I pensieri di Gianni Grassi, un famoso sociologo
29/09/2017
“Intorno alle ultime cose”
Gianni Grassi, famoso sociologo, intervistato da Francesca Catarci nel Documentario ‘Intorno alle ultime cose’, trasmesso da Rai3.
Sono ricoverato in questo luogo che si chiama Hospice, sono malato di cancro.
Se resisto e se ancora ho qualche chance di farla diventare da una disavventura un’opportunità, qual è il mio stile di vita di fronte alle esperienze negative, lo devo al fatto di essere qui.
Hospice ce n’è pochi in Italia, ma sono quei luoghi dove si coltiva una cultura diversa, che è la cultura dell’assistenza, del prendersi cura dei malati – sempre di più – dichiarati inguaribili.
Spesso si parla di quelli oncologici, come me, che una volta venivano abbandonati perché rappresentavano la sconfitta della medicina; ma siccome stiamo diventando una maggioranza –come un po’ nei sindacati, continuano a dire sindacati dei lavoratori ma sono sindacati dei pensionati – così qui noi siamo la maggioranza: i malati sono cronici.

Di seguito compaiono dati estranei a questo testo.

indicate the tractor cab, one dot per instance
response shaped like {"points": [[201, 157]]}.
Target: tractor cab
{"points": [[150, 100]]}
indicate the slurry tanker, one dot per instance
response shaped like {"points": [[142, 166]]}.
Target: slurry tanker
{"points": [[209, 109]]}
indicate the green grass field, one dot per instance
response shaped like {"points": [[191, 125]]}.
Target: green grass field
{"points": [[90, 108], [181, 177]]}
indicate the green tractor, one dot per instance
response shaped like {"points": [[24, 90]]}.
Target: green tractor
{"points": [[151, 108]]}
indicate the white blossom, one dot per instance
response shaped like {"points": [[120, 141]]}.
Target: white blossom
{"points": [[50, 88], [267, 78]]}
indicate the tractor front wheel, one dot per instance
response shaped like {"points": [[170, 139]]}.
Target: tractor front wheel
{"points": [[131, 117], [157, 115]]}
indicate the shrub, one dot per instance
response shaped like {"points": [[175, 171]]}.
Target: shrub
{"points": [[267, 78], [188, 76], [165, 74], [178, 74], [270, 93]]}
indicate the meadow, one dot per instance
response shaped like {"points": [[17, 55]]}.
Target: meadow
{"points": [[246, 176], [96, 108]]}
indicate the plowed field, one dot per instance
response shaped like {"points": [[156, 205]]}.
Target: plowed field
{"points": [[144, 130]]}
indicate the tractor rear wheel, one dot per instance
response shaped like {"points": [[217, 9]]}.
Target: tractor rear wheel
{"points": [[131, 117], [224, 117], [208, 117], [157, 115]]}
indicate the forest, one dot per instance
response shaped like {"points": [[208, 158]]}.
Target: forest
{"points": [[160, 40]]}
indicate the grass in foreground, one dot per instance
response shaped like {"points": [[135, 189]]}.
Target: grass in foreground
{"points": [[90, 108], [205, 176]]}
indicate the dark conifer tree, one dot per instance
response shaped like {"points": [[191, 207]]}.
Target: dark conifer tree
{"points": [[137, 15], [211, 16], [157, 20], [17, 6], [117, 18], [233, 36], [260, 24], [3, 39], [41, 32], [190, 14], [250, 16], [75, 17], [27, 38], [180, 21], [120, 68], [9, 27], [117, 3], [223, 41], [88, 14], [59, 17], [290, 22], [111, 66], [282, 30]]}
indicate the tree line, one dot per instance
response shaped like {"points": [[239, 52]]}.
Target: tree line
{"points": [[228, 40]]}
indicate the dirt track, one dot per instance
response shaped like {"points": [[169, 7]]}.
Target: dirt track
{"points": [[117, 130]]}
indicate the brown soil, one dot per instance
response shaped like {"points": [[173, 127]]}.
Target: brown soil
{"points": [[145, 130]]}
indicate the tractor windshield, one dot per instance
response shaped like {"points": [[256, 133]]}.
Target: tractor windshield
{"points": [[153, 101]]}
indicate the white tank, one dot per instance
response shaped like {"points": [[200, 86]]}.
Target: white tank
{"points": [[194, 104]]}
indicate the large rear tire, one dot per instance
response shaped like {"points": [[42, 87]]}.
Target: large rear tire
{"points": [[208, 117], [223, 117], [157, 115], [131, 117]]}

Soltanto che rimangono due tabù rispetto a questa realtà: da una parte il tabù degli errori, che è un tabù eccezionale – perché i medici hanno così paura di affrontare il discorso degli errori? – l’altro è la morte. Questo della morte, che poi è il più grande errore che fanno, secondo loro, quello di lasciarci morire – come se non dovessimo tutti morire: è un dovere biologico, sociale.
Perché c’è chi chiede l’eutanasia? Non è la morte in sé che fa paura, normalmente.
Non è la paura del dolore, quella che copre tutte le altre.
No, perché oggi si può essere curati anche dal dolore.
Voglio dire, c’è tutta una lotta da fare sul dolore, sul fatto che siamo tra gli ultimi Paesi che usano la morfina, ma queste cose si sanno.
Per andare proprio al sodo, qual è la vera paura?
La paura della solitudine, l’abbandono.
Allora, sono sempre più convinto che ognuno muore come ha vissuto: se hai seminato molto, raccogli molto. E cosa raccogli? Relazioni. Sono convinto sempre di più che la vita è relazione, che la cura è relazione, che il 75 per cento delle cure terapeutiche sono fatte di relazioni terapeutiche, il 25 per cento poi è biologia, tecnologia, farmacologia, statistiche.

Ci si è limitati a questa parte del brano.